I made an appointment anyway. Last time I was here, the tutor took a look at me and told me I should be ashamed of myself.
I am.
So I fucked off and didn't come back in months. But it's that urge I have, to try what seems out of reach, to try against the odds. Against all the voices in my head, some from memories and some all of my own imagining, telling me how stupid I am, how useless.
How this will never work out.
Fucking books.
The weight of them presses down on me as I climb the steps leading to the library entrance. I enter. A hush reigns inside, making the oppressive feeling worse.
What the hell am I doing? At my age? A bit too late for letters, isn't it?
But like every time, the thought of my pack finding out about my terrible shortcomings keeps me going. If they find out, at least I want to tell them I tried.
Would that make it better or worse? Is it better to be seen as lazy or just too stupid to live?
I hate how my knees feel weak as I wander down the entrance hall toward the main library section, corridors with offices radiating out to my right and left. How little children hop around happily, accompanied by their parents, when I'm dragging my goddamn feet.
A poster for reader meetings catches my attention before I reach the information desk. It shows a group of people seated in a circle, smiling at the camera. They are holding open books in their laps.
A girl comes to stand beside me, and I glance at her. Then I stare because there's something about her blond pigtails and her big dark eyes that won't let my gaze go. A fineness in her pointy chin, in the elegant arches of her brows, and her long neck.
"Oh look," she says, and then thankfully proceeds to read the poster out loud: "‘Our book club discusses fantasy romance on Thursday night.' Oh, reading club. Sounds like fun."
Does it? To me, it sounds just about as fun as poking my own eyes out with a spork. Reading for fun. Sometimes I wish…
"Are you here for the class?" she asks, and I turn back to her in surprise.
"Yeah. Are you the tutor?"
I mean why else would she ask that question, right? But she blinks and a blush rises to her cheeks. I watch fascinated as she seems to check me out, her gaze moving from my face to my chest, my legs, and then back up.
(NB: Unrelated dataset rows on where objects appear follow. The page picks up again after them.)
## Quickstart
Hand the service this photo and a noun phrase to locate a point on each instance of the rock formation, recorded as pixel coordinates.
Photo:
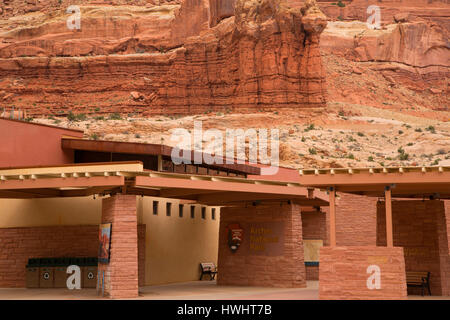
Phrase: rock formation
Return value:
(265, 57)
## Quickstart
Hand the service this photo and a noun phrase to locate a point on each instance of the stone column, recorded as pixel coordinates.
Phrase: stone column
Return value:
(362, 273)
(121, 274)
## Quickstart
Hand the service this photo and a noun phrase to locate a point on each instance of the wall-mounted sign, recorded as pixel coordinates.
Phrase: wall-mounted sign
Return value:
(312, 250)
(235, 236)
(266, 238)
(104, 243)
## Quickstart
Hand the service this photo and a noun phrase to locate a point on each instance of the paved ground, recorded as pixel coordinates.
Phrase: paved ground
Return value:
(194, 290)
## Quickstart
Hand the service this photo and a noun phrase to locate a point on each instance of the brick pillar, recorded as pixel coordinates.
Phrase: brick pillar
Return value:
(271, 252)
(344, 273)
(443, 225)
(121, 274)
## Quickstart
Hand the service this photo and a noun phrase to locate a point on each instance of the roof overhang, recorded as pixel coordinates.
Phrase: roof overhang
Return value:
(130, 178)
(404, 182)
(152, 149)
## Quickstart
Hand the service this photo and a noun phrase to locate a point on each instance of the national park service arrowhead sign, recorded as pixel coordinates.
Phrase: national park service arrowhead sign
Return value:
(235, 236)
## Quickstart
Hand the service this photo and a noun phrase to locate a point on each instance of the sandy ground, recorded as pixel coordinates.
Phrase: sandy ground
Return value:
(194, 290)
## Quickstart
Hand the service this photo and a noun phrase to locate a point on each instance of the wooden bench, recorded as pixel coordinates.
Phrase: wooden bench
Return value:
(419, 279)
(208, 268)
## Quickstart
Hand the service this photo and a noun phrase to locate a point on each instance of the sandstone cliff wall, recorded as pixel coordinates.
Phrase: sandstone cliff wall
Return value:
(165, 59)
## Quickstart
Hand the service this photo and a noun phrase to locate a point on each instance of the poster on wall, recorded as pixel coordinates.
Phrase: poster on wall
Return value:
(312, 250)
(104, 243)
(235, 236)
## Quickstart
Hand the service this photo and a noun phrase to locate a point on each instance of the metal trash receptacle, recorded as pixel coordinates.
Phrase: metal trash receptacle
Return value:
(46, 273)
(32, 273)
(60, 272)
(89, 272)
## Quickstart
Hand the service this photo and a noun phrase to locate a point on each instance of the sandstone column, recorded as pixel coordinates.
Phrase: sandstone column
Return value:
(121, 274)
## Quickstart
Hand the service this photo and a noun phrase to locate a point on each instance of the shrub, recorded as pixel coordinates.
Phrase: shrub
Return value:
(431, 129)
(115, 116)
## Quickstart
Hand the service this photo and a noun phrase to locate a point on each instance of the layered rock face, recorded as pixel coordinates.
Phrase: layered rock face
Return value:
(164, 59)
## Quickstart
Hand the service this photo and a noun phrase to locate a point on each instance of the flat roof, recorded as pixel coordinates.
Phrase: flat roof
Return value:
(129, 177)
(149, 149)
(405, 182)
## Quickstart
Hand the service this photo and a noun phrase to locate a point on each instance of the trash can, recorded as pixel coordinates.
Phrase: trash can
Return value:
(89, 272)
(46, 273)
(60, 272)
(32, 273)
But then she shakes her head. "Oh no. I'm not… Tutor for what? There are a couple of offers here on the board, that's all."
Hell!
"Nothing. Never mind."
"I can show you where the main desk is," she offers.
"I know where it is," I grunt. "Like I said, never mind."
With a small sigh, she turns away and starts walking toward the exit. She's leaving.
"Fuck, fuck!" I hiss between my teeth. I'm being an asshole, something I've been working on changing. An antisocial ass who is used to pushing people away, despite my smiles at work. I worked hard on those smiles, too. "Hey! Wait."
She glances over her shoulder at me, one dark brow perfectly arched. "What?"
I hesitate. "Thanks."
She smiles, then, and it's like a sunrise. "No problem."
"Do you come here often?"
Her smile grows uncertain. "Sometimes."
And with that, she leaves for good.
I pushed. Finding the right boundary between asshole and nice, nice and creepy, is damn hard for someone only used to assholes, let me tell ya.
I rub a hand over my face. Glance at the information desk. Make a strategic decision and get the hell out of here. Maybe I'm hoping to catch a last glimpse of her on the street, I tell myself.
But by the time I get out, she's already gone, like a wisp of smoke.